I've just been writing the programme notes for London Concord Singers concert on Thursday Dec 21st (at the Grosvenor Chapel). Besides the real music we are doing a selection of Christmas carols so I had to find something to say about them.
It was easy for Silent Night because the carol's history is so fascinating. Existing just on the cusp of awareness of intellectual copyright it was spread widely in manuscript owing to the carol's popularity and when first published was simply credited as a Tirol song. But an early copyright investigation in the 1850's enabled the composer's son to write a deposition which established his father as the writer of the music.
This sort of modern, created folk-song came to mind again last night when we singing carols at a hotel in central London as part of the entertainment for arriving guests. Naturally we used Carols for Choirs, books 1 and 2, the books that virtually every amateur choral singer possesses. We'd not rehearsed, because everyone knew the arrangements of the well known pieces, as they'd sung them so many times before. In fact, if you gather choral singers together to sing from carol word sheets most of them can sing the arrangements from memory. And David Willcocks's descants to Hark the Herald and other carols have effectively passed from being composed music into folk memory. Virtually every choral soprano knows them and can sing them from memory.
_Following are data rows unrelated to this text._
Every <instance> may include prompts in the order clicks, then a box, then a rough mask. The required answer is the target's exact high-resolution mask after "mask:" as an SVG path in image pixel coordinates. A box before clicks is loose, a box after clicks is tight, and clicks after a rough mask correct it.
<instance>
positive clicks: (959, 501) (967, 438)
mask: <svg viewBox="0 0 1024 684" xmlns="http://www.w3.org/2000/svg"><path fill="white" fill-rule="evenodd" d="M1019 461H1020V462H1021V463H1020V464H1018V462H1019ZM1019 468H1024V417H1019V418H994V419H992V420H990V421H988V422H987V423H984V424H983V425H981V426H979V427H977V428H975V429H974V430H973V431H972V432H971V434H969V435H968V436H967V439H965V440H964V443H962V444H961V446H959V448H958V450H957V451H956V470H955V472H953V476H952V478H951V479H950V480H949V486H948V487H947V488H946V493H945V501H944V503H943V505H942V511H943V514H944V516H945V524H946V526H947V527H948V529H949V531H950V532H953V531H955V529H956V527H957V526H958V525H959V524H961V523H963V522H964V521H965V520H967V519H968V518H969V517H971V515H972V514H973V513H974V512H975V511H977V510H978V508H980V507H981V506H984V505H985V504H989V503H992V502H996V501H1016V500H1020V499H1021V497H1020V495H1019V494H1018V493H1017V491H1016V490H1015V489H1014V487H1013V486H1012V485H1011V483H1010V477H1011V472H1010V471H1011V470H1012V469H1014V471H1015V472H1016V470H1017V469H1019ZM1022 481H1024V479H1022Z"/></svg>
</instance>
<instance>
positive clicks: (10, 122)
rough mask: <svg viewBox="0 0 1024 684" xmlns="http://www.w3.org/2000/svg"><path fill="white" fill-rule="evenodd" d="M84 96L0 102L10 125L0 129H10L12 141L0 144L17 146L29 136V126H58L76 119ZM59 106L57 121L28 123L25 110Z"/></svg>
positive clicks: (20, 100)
This is one of the few modern occasions where the symbiosis between oral and written musical culture is still in existence. We know understand that the old folk music culture did not exist in vacuo but had a symbiotic relationship with the printed examples produced on broad sheets etc. This only broke down with the change in society in the late 19th century. But its nice to feel that aspects of this relationship continue in the use of those humble books Carols for Choirs.